Davalının kendisini vekil ile temsil ettirmediği ve davaya cevap vermediği görülmüştür.
DELİLLERİN DEĞERLENDİRİLMESİ VE GEREKÇE:
Huzurdaki dava, taraflar arasındaki ticari satımdan kaynaklanan itirazın iptali davasıdır.
Ticari davalarda zorunlu arabuluculuk son tutanak aslı dosyaya sunulmuştur.
———– dosyası celp edilmiştir.
Tarafların uhdesinde olan tüm delilleri ibraz ettikleri, getirtilmesi gereken delilleri ilgili yerlerden getirtilerek dosya içine alınmıştır.
DELİLLERİN DEĞERLENDİRİLMESİ VE GEREKÇE:
Ticari davalar TTK. 4. maddesinde; mutlak ve nispi ticari dava olarak düzenlenmiştir.

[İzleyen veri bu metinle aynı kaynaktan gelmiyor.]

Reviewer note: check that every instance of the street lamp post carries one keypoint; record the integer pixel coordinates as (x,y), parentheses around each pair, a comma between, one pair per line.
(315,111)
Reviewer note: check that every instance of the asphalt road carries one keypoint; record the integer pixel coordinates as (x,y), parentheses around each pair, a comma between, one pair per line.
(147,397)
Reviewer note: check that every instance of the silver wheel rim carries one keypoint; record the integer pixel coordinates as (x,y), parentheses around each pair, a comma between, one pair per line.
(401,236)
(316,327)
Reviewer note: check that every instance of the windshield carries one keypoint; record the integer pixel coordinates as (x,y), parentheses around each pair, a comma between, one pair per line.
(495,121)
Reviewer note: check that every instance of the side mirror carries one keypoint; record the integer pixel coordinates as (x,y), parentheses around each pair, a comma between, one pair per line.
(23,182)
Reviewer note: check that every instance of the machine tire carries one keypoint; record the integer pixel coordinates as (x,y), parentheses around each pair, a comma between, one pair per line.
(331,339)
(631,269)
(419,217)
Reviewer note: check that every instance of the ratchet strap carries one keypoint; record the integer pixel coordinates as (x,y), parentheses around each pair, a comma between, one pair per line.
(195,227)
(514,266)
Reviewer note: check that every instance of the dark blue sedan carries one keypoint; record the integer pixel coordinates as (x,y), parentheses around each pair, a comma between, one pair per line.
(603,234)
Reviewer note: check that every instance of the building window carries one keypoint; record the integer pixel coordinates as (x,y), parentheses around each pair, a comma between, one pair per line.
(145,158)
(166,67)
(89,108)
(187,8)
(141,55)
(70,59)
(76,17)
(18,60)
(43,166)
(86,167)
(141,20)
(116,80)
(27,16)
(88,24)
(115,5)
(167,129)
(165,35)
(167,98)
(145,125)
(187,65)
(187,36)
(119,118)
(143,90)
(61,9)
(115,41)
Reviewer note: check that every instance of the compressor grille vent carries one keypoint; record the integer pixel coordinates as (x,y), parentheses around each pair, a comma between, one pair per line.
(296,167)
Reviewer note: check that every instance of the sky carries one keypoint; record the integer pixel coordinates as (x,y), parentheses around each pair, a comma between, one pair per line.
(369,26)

Uyuşmazlığın Türk Ticaret Kanunu’nda düzenlenen bir hususa ilişkin olması veya davanın ticaret mahkemesinde görüleceğine dair açık bir yasal düzenlemenin bulunması halinde mutlak ticari dava, her iki tarafın da ticari işletmesiyle ilgili hususlardan doğan uyuşmazlıklarda ise; nispi ticari dava sözkoınusu olup, ticaret mahkemesi görev alanı içinde kalacaktır. TTK.’nın 5. maddesine göre; Asliye Ticaret Mahkemeleri, tüm ticari davalar ile ticari nitelikteki çekişmesiz yargı işleri ile özel kanunlardan doğan özel hükümler uyarınca ticaret mahkemesinde görülecek diğer dava ve işlere bakmakla görevlidir.
Dava, satım sözleşmesinden sonra ortaya çıkan gizli ayıp sebebiyle oluşan zararların tazminine ilişkindir.
Davalının tacir araştırmasına ilişkin yazılan müzekkerelere yanıt verilmiş olduğu, ilgili müzekkerelerden; —— davalının gerçek kişi işletme kaydının bulunmadığını bildirmiş olduğu, —-davalının —- tuttuğu işletme defterine tabi olduğu, VUK’nun 177. Maddesindeki —- alış-satış tutarının altında kaldığı bildirilmiştir. Gelen cevabi yazılardan davalının tacir olmadığı anlaşılmaktadır.
Sonuç itibariyle; yukarıda açıklanan sebeplerle davanın Ticaret Kanununda belirtilen işlerden olmadığından mutlak ticari dava olmadığı, gelen cevabi yazılardan davalının tacir olmadığı, her iki tarafı tacir olmadığından davanın nispi ticari dava niteliğinde de bulunmadığı, davanın Ticaret Mahkemesinin bakacağı davalardan olmadığı, Mahkememizin görevsizliği, Asliye Hukuk Mahkemelerinin görevli olduğu tespit edilmiştir.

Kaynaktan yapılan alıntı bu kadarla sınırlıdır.